When the votes are tallied in Virginia’s race for governor on Tuesday, over 300,000 citizens will be missing from the voting rolls – including 20% of the state’s black population. The reason is not low turnout or voter ID, but a growing and often invisible barrier to voting that is upending elections around the country. Over 5 million Americans are barred from voting because they have criminal records, according to a report this year from the Sentencing Project. The crackdown on ballot access is so intense, a majority of states actually bar former convicts from voting even after they are released from prison. If voting rights were restored to those former inmates, about 4.3 million more Americans would be able to vote. That is over three times margin of victory in the last House midterm elections.

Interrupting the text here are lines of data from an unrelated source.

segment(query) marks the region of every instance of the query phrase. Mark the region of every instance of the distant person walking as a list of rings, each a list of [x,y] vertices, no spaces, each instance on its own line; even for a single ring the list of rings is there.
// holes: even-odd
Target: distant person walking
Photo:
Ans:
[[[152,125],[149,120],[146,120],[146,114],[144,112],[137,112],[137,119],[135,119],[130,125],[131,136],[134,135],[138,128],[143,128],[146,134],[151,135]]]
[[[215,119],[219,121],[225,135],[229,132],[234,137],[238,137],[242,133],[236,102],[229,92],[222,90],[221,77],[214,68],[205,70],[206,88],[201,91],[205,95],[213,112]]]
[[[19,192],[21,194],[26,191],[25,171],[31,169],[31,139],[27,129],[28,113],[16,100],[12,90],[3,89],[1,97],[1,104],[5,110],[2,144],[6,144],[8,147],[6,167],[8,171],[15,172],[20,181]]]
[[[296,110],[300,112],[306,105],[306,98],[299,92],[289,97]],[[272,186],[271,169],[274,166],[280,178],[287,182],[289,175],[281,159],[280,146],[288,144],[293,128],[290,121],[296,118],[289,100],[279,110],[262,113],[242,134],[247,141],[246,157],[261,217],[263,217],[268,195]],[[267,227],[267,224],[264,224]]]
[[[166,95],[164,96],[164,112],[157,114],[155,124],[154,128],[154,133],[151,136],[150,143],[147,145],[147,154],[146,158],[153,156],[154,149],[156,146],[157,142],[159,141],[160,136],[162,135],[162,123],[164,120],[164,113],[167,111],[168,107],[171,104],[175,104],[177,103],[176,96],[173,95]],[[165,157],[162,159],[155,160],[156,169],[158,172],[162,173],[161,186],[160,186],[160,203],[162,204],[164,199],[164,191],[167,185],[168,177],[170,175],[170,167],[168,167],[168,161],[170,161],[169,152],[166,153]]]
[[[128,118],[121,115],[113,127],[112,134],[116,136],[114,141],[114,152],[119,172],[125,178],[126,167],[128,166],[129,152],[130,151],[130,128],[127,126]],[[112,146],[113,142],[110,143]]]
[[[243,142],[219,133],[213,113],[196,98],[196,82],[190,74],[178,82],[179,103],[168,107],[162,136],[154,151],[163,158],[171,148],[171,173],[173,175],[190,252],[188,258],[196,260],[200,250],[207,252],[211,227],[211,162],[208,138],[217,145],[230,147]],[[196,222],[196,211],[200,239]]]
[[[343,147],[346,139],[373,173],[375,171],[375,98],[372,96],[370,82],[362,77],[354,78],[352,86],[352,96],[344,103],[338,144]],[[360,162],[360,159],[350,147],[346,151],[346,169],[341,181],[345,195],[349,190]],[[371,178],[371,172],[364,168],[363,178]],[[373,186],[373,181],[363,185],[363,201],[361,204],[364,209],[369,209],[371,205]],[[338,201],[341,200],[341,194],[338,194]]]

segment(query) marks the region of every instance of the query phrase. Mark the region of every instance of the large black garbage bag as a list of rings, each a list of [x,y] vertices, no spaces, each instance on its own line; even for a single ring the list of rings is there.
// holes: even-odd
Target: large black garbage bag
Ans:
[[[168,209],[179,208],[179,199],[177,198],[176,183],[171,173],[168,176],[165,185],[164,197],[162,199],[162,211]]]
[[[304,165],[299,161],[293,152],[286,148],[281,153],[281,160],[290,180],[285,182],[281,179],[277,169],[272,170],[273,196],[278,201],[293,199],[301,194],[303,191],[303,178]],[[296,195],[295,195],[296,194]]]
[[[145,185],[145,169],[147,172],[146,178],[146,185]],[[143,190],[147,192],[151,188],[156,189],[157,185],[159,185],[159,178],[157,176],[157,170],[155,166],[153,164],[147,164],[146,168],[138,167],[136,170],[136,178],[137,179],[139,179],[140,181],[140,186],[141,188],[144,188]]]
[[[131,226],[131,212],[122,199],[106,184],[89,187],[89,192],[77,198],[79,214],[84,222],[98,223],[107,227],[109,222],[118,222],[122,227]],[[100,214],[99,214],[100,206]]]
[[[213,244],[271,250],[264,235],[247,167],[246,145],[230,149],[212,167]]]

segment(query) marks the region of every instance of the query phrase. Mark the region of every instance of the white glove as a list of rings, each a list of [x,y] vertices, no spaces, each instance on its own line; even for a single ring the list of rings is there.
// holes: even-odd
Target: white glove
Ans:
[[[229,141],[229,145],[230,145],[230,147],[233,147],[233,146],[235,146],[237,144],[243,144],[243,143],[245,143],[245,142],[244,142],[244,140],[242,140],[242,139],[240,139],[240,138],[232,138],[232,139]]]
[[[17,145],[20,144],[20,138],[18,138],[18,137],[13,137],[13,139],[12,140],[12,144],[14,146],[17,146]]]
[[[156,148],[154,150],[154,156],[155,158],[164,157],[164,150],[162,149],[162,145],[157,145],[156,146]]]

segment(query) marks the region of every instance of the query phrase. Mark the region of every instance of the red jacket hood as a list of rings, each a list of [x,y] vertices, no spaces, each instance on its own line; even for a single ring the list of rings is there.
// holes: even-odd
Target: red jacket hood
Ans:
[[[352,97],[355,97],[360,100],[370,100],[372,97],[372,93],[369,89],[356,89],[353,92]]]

“You have this chunk of voters that’s not there,” explains NBC News political director Chuck Todd. “When you see the decisions that have been made on this issue – and a lot of voting access issues – it’s clear that political partisans are operating on what’s best for their own party’s cause, period,” says Todd.
Researchers have found that restrictions on voting by ex-felons “tend to take more votes” from Democrats – and that universal suffrage could change the outcome in Senate and presidential elections.
Focusing only on the electoral impact, however, can distract from the fundamental rights at stake.
“If you care about this issue – and you believe this issue of felony rights is about full restoration of rights after you’ve paid your penalty to society,” says Todd, “then [put aside] these studies. Who cares the political impact – it shouldn’t matter.”